So soon as this was admitted, as soon it was allowed to explain instances of non-success by the presence of neutralizing bodies, Mesmer no longer ran any risk of being embarrassed. Nothing prevented his announcing, in full security, “that animal magnetism could immediately cure diseases of the nerves, and mediately other diseases; that it afforded to doctors the means of judging with certainty of the origin, the nature, and the progress of the most complicated maladies; that nature, in short, offered in magnetism a universal means of curing and preserving mankind.”
Before quitting Vienna, Mesmer had communicated his systematic notions to the principal learned societies of Europe. The Academy of Sciences at Paris, and the Royal Society of London, did not think proper to answer. The Academy of Berlin examined the work, and wrote to Mesmer that he was in error.
Some time after his arrival in Paris, Mesmer tried again to get into communication with the Academy of Sciences. This society even acceded to a rendezvous. But, instead of the empty words that were offered them, the academicians required experiments. Mesmer stated—I quote his words—that it was child’s play; and the conference had no other result.
The Royal Society of Medicine, being called upon to judge of the pretended cures performed by the Austrian doctor, thought that their agents could not give a well-founded opinion “without having first duly examined the patients to ascertain their state.” Mesmer rejected this natural and reasonable proposal.

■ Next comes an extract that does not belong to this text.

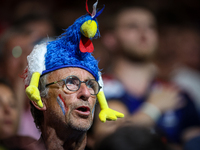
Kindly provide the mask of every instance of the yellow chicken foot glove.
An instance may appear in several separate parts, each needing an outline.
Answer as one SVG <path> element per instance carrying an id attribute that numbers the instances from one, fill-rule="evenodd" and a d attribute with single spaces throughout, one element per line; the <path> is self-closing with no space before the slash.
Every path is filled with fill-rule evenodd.
<path id="1" fill-rule="evenodd" d="M 103 91 L 100 91 L 97 94 L 97 99 L 99 101 L 100 107 L 101 107 L 101 111 L 99 113 L 99 119 L 102 122 L 106 122 L 106 120 L 117 120 L 117 118 L 123 118 L 124 114 L 117 112 L 113 109 L 110 109 L 108 107 L 105 95 Z"/>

He wished that the agents should be content with the word of honour and attestations of the patients. In this respect, also, the severe letters of the worthy Vicq-d’Azyr put an end to communications which must have ended unsatisfactorily.
The faculty of medicine showed, we think, less wisdom. It refused to examine any thing; it even proceeded in legal form against one of its regent doctors who had associated himself, they said, with the charlatanism of Mesmer.
These barren debates evidently proved that Mesmer himself was not thoroughly sure of his theory, nor of the efficacy of the means of cure that he employed. Still the public showed itself blind. The infatuation became extreme. French society appeared at one moment divided into magnetizers and magnetized. From one end of the kingdom to the other agents of Mesmer were seen, who, with receipt in hand, put the weak in intellect under contribution.
The magnetizers had had the address to intimate that the mesmeric crises manifested themselves only in persons endowed with a certain sensitiveness. From that moment, in order not to be ranged among the insensible, both men and women, when near the rod, assumed the appearance of epileptics.
Was not Father Hervier really in one of those paroxysms of the disease when he wrote, “If Mesmer had lived contemporary with Descartes and Newton, he would have saved them much labour: those great men suspected the existence of the universal fluid; Mesmer has discovered the laws of its action”?